For feminists, it has become an imperative for more efficient efforts to fight back against possible rollback of women’s rights not just in the U.S., but also across the world in the face of rise of right-wing populism and growing sexism in politics.

In Turkey, specter of politics and upcoming presidential referendum overshadowed demonstrations and protests led by women across the country. Turkey’s women from all walks of life lent their support to promising No campaign to obstruct formation of a one-man rule, an authoritarian regime.

But their ‘No’ did not contain only a political flavor. In broader context, their stance was framed as rejection of all sort of inequalities ingrained in Turkey’s gender-biased culture, unfair treatment of women at workplace or any societal level, the existence of formidable challenges that only posed for women.

Thousands of women marched in Istanbul’s iconic Istiklal Avenue on Wednesday night as part of feminist-led ‘Purple Resistance’ to push back against ever-strengthening masculine culture that defines Turkey’s political landscape. “There is no way from the Feminist struggle,” one banner read, while the other, “No to One-Man, No to Manhood [Machismo]” in reference to presidential system, which critics believe will spawn a one-man regime.

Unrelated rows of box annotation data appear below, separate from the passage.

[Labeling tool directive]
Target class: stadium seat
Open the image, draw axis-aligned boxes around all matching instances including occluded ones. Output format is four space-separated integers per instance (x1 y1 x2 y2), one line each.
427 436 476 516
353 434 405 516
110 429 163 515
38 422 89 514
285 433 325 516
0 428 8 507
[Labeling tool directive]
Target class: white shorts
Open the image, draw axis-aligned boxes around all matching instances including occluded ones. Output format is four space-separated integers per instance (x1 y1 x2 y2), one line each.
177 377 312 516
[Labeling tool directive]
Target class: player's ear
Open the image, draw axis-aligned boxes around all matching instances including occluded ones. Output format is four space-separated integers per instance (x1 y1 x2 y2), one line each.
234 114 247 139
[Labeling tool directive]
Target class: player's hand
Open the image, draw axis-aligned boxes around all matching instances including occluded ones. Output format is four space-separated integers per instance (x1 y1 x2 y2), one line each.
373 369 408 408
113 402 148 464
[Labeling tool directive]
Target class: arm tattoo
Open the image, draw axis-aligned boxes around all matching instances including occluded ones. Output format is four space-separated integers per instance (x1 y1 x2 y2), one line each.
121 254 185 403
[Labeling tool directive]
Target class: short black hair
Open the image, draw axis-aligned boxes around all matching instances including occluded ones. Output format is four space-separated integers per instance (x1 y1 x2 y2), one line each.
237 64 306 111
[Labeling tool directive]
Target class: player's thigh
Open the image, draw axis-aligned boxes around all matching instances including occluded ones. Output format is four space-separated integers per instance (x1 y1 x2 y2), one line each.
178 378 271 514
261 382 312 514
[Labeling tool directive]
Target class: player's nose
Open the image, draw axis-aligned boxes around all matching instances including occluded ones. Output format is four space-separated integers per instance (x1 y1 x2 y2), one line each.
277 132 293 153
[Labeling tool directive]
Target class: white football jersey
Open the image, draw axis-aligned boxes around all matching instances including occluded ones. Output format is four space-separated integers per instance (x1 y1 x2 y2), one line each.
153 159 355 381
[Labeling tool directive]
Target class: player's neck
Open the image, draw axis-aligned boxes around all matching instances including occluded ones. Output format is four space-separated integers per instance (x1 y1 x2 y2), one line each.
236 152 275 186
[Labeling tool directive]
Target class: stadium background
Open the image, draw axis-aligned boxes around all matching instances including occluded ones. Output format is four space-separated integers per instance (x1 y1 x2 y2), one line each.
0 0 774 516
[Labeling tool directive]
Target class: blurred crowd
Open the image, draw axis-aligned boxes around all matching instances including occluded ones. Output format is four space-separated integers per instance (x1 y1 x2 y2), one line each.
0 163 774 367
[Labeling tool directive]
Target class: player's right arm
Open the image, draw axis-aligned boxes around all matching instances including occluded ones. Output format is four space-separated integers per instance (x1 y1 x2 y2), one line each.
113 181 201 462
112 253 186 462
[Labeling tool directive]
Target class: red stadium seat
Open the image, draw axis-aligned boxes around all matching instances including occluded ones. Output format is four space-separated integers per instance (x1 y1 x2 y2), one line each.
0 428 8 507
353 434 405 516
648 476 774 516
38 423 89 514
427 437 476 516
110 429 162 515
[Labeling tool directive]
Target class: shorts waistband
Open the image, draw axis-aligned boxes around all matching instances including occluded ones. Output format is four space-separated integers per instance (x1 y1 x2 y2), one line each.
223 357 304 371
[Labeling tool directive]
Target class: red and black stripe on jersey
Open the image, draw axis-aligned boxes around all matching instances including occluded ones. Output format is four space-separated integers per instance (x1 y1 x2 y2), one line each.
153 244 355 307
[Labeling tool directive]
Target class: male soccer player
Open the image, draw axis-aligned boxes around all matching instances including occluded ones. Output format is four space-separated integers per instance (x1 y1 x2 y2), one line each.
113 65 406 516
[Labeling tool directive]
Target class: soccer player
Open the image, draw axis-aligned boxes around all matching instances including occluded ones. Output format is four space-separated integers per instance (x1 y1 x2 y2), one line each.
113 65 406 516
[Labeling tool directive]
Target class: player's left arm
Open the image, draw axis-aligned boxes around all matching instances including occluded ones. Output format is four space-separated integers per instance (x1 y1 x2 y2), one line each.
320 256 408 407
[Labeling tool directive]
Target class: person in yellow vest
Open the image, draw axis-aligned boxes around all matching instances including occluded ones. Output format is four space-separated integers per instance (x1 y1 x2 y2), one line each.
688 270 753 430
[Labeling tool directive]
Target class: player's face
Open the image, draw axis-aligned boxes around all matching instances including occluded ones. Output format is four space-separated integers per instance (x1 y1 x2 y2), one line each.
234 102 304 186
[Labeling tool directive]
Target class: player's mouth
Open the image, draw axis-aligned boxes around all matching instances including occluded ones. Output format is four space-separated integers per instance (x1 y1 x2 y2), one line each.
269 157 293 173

The event transpired peacefully, provided a ground for women to voice their demand for gender equality, end of sexism in politics, empowerment of women at all societal and political aspects of life and having a greater say over their own fate. But other demonstrations in different cities were broken up by police intervention or an angry mob.

In Istanbul’s Bilgi University, a group of assailants attacked a number of female students observing the International Women’s Day. One student was badly beaten. Police broke up a march in Ankara, while detained dozens in western province of Izmir.

In Diyarbakir, a city buffeted by urban fighting and ravaging destruction, women made victory signs, yearning for peace. The calamitous effects of the war crippled city economy, displaced more than 300,000 people across the region as the fighting between the Turkish security forces and Kurdish militants has recently escalated. For Kurdish women, their hard-won rights in region’s patriarchal social structure suffered dramatic reversals after government-appointed governors rolled back their gains.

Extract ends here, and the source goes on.